Charles stood a few feet away, still beneath her bedroom window, holding his skates. “Come,” he said again in the same tone as before, holding out his hand, and her feet moved of their own volition, taking her towards him.

“How are your blades?” He took them from her as she reached him and ran his own finger over the edge. “Hmm. I’ll sharpen them when we get to the lake.” He held them with his own in one hand and slipped his free hand beneath her elbow, steering her across the frost-crisp lawn towards the line of shrubs at the far side.

Imogen said nothing because she could think of nothing remotely apposite to say. She was here on a freezing midnight, heading for a frozen lake with a man she had repudiated with every ounce of her being just a few months earlier. It made no sense. But there seemed no place for sense and reason on this moon-washed night.

They broke through the shrubs, and the lake lay spread out before them, an ice-covered expanse ringed with trees, the little summer pavilion in the middle, icebound and glittering in the moonlight. The boat house was padlocked, the various small watercraft that the family used in summer safely shut away. Imogen looked around her, as if seeing the lake for the first time. In the summer it would be a smooth, sunlit expanse, and she and Esther as children would spend long afternoons on the narrow dock jutting from the shore while Duncan tried, usually ineffectually, to fish from the edge. They would take a boat and row into the middle of the lake, where they would drop anchor and bob around peacefully, sunning themselves.

But that was then and this was now. And the lake seemed to exist in another world altogether.

Charles released Imogen’s arm and sat down on a fallen log, taking a small steel from his pocket. He ran the blades along it several times and then nodded, handing them back to her. “That’s better.” He stood up and gestured to the log. “Sit down and I’ll strap them on for you.”

In the same trance, Imogen took his place on the log and extended her feet one at a time as he squatted and strapped the blades to her shoes. He held out his hand and pulled her to her feet. “My turn.”

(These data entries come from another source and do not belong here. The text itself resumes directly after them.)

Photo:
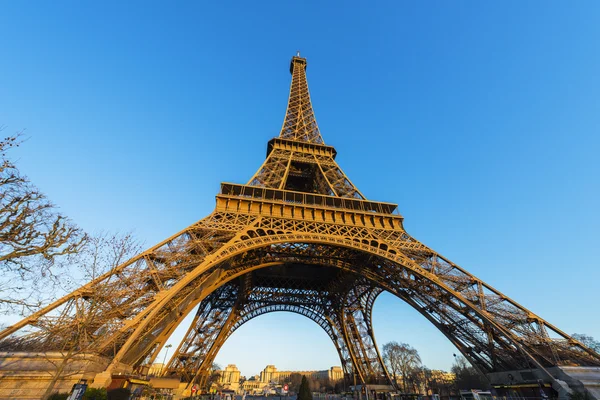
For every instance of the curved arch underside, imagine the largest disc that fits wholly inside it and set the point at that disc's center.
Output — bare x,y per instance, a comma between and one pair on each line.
492,331
298,237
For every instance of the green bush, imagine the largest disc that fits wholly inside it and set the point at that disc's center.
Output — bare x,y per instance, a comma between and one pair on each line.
95,394
575,395
118,394
58,396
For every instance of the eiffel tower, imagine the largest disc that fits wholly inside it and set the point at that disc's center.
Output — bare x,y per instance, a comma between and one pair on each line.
298,237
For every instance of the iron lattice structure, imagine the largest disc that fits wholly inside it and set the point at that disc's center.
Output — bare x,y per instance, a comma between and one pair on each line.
298,237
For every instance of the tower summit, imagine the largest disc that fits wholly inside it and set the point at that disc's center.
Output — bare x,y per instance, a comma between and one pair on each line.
298,237
300,123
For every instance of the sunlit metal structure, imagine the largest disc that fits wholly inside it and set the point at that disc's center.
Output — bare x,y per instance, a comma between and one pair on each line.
298,237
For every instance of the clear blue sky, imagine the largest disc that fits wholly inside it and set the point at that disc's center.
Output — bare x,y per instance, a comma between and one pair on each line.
480,119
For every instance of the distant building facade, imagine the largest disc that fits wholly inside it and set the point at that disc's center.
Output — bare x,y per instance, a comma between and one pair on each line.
269,378
270,374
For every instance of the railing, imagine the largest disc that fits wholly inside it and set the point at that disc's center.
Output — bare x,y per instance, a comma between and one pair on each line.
291,197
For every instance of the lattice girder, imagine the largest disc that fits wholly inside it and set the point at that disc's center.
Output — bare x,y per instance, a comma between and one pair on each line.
298,209
325,306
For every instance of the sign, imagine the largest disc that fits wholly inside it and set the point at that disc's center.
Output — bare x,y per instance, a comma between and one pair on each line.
78,391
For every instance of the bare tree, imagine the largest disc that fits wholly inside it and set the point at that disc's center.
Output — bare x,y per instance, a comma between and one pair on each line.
101,253
402,359
467,377
33,235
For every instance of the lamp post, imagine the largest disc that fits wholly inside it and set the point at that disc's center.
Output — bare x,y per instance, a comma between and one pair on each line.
165,358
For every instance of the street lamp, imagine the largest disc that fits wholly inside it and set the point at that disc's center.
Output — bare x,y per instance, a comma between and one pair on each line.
165,358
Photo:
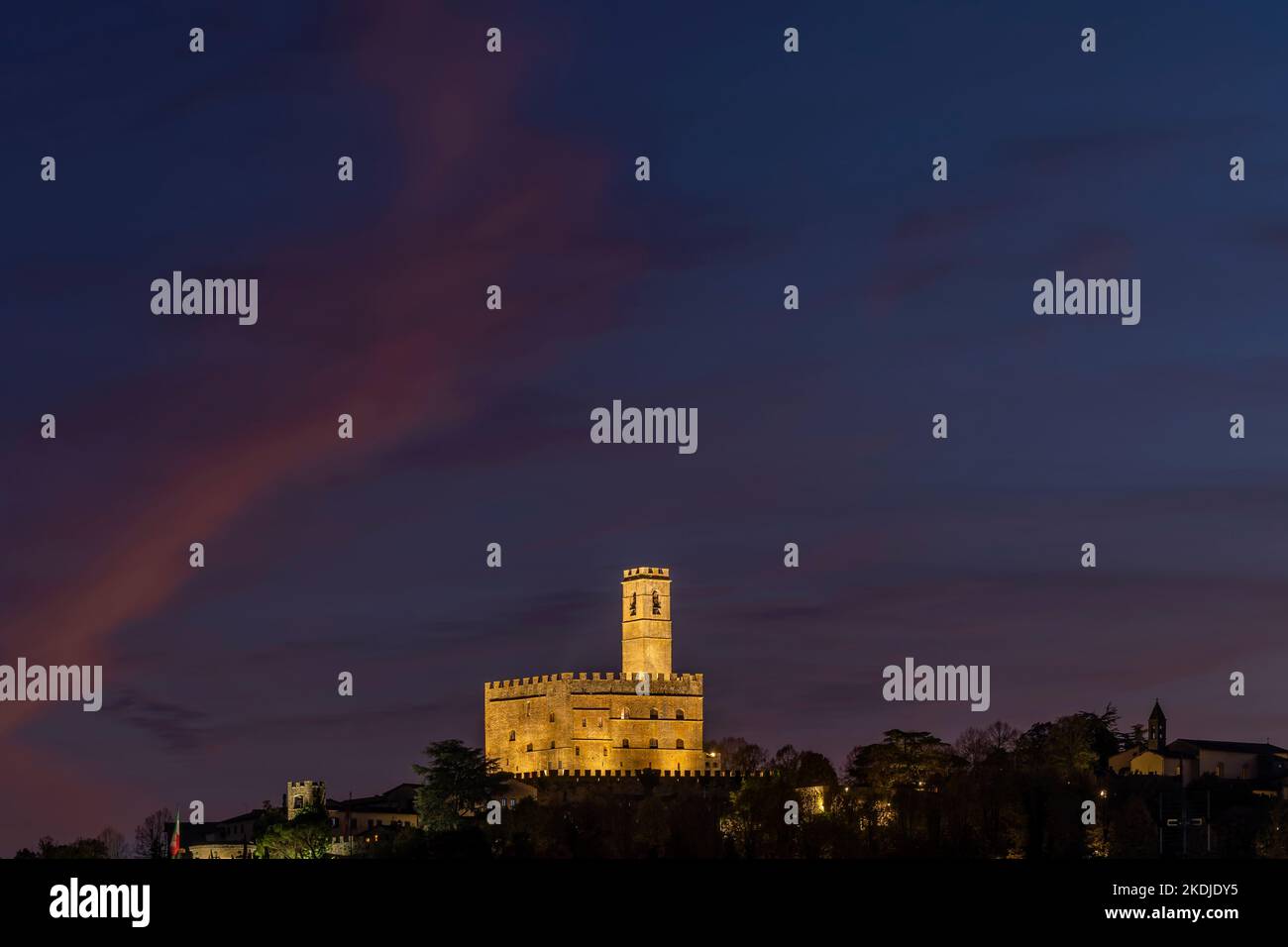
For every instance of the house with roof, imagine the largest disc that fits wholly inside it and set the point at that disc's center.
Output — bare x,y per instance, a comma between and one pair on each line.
1262,766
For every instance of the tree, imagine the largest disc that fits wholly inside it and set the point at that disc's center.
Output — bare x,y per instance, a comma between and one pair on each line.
978,746
81,848
737,754
308,835
114,843
458,783
153,838
1273,839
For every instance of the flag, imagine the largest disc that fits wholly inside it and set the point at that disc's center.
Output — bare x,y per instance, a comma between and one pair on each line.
174,839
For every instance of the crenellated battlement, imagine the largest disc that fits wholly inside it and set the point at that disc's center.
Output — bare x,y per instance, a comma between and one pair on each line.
589,677
622,775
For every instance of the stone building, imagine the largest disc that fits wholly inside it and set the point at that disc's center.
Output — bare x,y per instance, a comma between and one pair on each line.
645,716
1262,766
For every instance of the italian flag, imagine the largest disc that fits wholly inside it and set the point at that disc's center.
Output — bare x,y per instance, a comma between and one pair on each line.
174,839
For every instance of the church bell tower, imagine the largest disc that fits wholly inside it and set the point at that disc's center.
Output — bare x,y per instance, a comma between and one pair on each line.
647,620
1157,728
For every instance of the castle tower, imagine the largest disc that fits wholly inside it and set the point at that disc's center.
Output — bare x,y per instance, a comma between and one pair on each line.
303,793
647,620
1157,728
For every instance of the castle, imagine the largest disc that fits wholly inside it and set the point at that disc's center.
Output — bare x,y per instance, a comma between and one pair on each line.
1262,766
604,723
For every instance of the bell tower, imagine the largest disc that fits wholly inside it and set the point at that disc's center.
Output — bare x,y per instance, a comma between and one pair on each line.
647,620
1157,728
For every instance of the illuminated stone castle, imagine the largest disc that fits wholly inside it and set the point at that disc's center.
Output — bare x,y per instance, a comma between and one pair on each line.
604,722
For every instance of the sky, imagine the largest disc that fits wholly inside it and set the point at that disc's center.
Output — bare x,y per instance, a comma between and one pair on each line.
472,425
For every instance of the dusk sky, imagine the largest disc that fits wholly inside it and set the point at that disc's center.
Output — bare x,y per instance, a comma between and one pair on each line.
472,425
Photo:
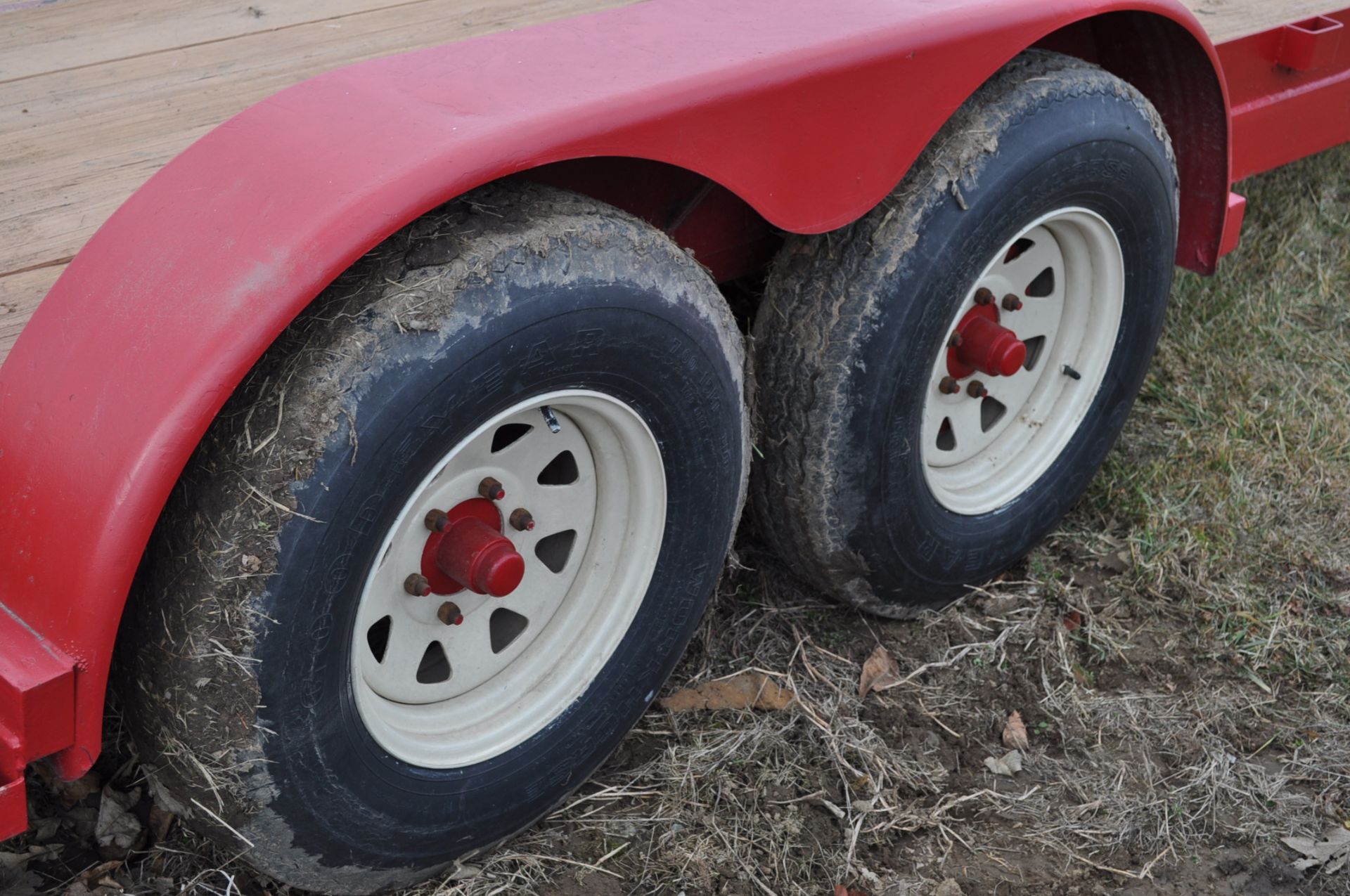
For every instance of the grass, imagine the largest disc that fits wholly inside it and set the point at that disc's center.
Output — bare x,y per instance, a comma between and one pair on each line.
1195,710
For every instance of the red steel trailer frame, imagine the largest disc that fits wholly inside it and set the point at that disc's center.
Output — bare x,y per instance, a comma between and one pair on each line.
716,122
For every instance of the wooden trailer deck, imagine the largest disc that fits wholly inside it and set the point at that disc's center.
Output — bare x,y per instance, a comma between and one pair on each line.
98,95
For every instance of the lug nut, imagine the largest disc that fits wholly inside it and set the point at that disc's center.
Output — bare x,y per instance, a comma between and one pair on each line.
491,489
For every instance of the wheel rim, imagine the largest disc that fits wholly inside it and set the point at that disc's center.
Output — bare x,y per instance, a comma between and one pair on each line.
1058,290
449,689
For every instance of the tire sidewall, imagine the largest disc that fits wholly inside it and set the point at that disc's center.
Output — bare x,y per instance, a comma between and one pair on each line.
1095,152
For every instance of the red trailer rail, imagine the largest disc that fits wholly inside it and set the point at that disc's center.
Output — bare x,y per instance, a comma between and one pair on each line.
721,124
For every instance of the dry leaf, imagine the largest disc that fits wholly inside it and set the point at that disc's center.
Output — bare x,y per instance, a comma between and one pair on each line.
118,829
1333,852
1014,732
879,673
742,692
1009,765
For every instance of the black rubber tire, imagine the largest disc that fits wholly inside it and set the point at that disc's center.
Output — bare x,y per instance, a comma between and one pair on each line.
852,320
240,632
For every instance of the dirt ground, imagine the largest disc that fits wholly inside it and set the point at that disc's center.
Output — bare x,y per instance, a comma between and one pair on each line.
1178,652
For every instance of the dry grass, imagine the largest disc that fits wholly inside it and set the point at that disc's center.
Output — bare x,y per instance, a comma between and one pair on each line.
1195,710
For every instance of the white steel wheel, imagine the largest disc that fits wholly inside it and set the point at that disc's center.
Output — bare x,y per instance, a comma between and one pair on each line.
453,677
1003,401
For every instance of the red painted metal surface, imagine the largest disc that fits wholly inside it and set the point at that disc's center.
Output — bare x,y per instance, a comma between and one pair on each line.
984,346
1290,89
37,710
469,551
808,112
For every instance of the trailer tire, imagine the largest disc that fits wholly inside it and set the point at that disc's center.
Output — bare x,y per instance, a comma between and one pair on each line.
513,327
889,479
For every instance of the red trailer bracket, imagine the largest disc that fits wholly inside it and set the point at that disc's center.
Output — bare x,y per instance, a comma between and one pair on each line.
810,112
37,711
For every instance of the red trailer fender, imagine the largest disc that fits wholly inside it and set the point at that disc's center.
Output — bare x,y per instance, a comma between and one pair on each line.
809,111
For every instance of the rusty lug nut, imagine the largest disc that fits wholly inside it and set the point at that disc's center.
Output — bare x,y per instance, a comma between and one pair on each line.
450,614
491,489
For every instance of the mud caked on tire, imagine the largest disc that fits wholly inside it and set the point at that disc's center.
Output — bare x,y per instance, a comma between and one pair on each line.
289,679
937,382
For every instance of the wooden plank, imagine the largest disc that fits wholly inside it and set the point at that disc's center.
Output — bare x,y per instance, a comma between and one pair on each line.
1230,19
19,297
77,141
64,34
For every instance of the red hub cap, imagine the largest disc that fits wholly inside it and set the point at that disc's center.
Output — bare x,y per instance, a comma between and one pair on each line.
984,346
472,552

Imogen realized as she watched him strap on his own blades that she hadn’t spoken since she’d left the house. Charles was conducting this entire mad enterprise entirely on his own, and without any apparent need for a contribution from her. Except, of course, for her presence.

She walked carefully across the crisp grass to the side of the lake and stepped gingerly onto the icy surface. The newly sharpened blades bit instantly, and she stood for a moment, getting her bearings and the feel of the ice beneath her feet, before she pushed off into a smooth glide that took her well into the center of the lake.

Charles stood for a moment watching her, wondering if perhaps he was more than a little crazy. In truth he hadn’t dared to expect her to come with him, and yet he had not been able to prevent himself from trying. And there she was, circling the lake in long smooth glides, her head lifted to the moon as she executed a perfect figure of eight on the previously unmarked surface.

He stepped onto the lake and pushed off, gliding towards her, crossing her tracks in a pattern of his own making. She had stopped to watch him approach, and when he came up to her holding out his hands, she took her own from the muff and let them lie in his. He drew her against him and moved gracefully into a waltz. They had no music, but they made their own as they had always done.

And when the unheard strains of the waltz died down, they came to a smooth halt in the center of the lake and stood still, looking at each other.

“Why did you buy Beringer Manor?” Imogen spoke at last, her voice sounding rather loud against the night’s deep quiet.